Interactive, Integrated, Theme-Based Learning

  • What does interactive, integrated, theme-based learning mean?

    History Theme
    It means to take a history-based theme, such as Colonial America, Ancient Greece, or Renaissance Europe, and over the course of several months teach science, reading, writing, language arts, social studies, math, the fine arts, and the performing arts THROUGH that theme. It means that the students will be immersed in the theme-based unit through highly motivational, interactive simulation activities, where they take on the identities and the lifestyles of persons from the theme period – wearing the clothes, learning the music and arts, building the lodgings, collecting the artifacts, studying the literature and science of the time, and many other varied, hands-on activities that make learning come alive and appeal to the imagination and inherent desire to learn that is inherent in every child. The Odyssey Program takes learning from a remote abstract process and brings it into a world of living, meaningful educational experiences.

    Multi-age classrooms
    The Odyssey Program is organized around 3 multi-age "clusters": K12, 345 and 678. Our multi-age classrooms and blended grade levels allow students to progress at their unique development rates. For math, reading and literature, students are placed in groups according to their assessed needs. For all other subjects, students work in mixed-age teams of both older and younger students at a variety of academic levels. The curriculum of each cluster is open-ended, integrated, and interactive. Please learn more about each cluster in the sections below.

    Putting it All Together
    Having trouble imagining how this all comes together? Let’s say the History Unit the students in the 345 cluster are studying is Native People of North America and the European’s Exploration and Conquest of North America. The students might read for their Literature and Language Arts studies historic fiction novels and non-fiction books related to the Native Americans of this time period; for example, "Island of the Blue Dolphins", "Runner in the Sun", or "Rolling Thunder".
    Their Science unit might study the formation of the earth and the geology of the regions in which the Native Americans lived. They could also study astronomy, map making, ocean currents and weather systems, as those affected the explorers in their navigations to discover the New World.

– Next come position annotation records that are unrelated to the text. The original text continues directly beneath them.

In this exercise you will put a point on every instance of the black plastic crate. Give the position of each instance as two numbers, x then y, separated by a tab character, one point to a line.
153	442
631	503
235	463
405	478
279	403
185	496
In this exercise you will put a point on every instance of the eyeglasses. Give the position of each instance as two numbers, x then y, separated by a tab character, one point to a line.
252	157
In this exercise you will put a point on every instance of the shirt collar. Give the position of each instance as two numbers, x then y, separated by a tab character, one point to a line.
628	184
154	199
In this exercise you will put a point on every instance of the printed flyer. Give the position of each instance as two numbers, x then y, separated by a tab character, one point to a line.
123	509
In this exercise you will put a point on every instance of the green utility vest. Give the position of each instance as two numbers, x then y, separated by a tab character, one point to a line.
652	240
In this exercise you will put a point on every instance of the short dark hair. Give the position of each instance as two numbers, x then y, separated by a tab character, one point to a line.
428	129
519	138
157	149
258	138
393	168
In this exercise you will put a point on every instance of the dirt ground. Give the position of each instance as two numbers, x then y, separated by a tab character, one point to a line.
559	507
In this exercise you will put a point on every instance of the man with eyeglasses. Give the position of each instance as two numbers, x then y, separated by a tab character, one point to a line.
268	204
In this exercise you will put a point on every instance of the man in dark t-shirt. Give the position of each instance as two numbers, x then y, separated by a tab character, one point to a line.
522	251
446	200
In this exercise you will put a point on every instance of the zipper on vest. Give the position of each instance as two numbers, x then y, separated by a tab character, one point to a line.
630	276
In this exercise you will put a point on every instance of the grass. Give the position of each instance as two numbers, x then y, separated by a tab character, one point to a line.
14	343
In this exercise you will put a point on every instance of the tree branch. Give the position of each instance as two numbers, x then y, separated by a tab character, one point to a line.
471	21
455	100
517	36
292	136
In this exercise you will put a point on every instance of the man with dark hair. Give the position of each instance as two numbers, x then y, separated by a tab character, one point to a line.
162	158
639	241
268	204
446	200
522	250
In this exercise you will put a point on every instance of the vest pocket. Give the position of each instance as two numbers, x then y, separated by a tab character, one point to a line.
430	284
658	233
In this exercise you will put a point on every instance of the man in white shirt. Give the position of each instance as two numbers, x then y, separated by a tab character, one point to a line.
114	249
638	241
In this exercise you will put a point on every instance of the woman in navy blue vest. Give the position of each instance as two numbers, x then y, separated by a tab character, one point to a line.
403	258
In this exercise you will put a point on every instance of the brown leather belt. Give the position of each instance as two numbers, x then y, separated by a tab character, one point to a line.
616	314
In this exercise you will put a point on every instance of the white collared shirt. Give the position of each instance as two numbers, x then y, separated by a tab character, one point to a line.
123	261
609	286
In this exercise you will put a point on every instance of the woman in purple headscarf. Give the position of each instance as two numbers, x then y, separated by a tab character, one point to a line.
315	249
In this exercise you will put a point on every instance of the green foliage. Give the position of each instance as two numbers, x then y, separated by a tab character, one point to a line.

    Enrichment activities related to this History unit might be a PowWow performance where they learn traditional Native America dances, and traditional songs and chants. The would learn drum-making, make traditional shawls, blankets and dresses authentic to the time period and people they are studying. Their studies would culminate in an extended Field Study trip to the Warm Springs Reservation, Yakima Reservation, and the Tilicum Village and Longhouse, where they would meet and study with Native Americans who live there.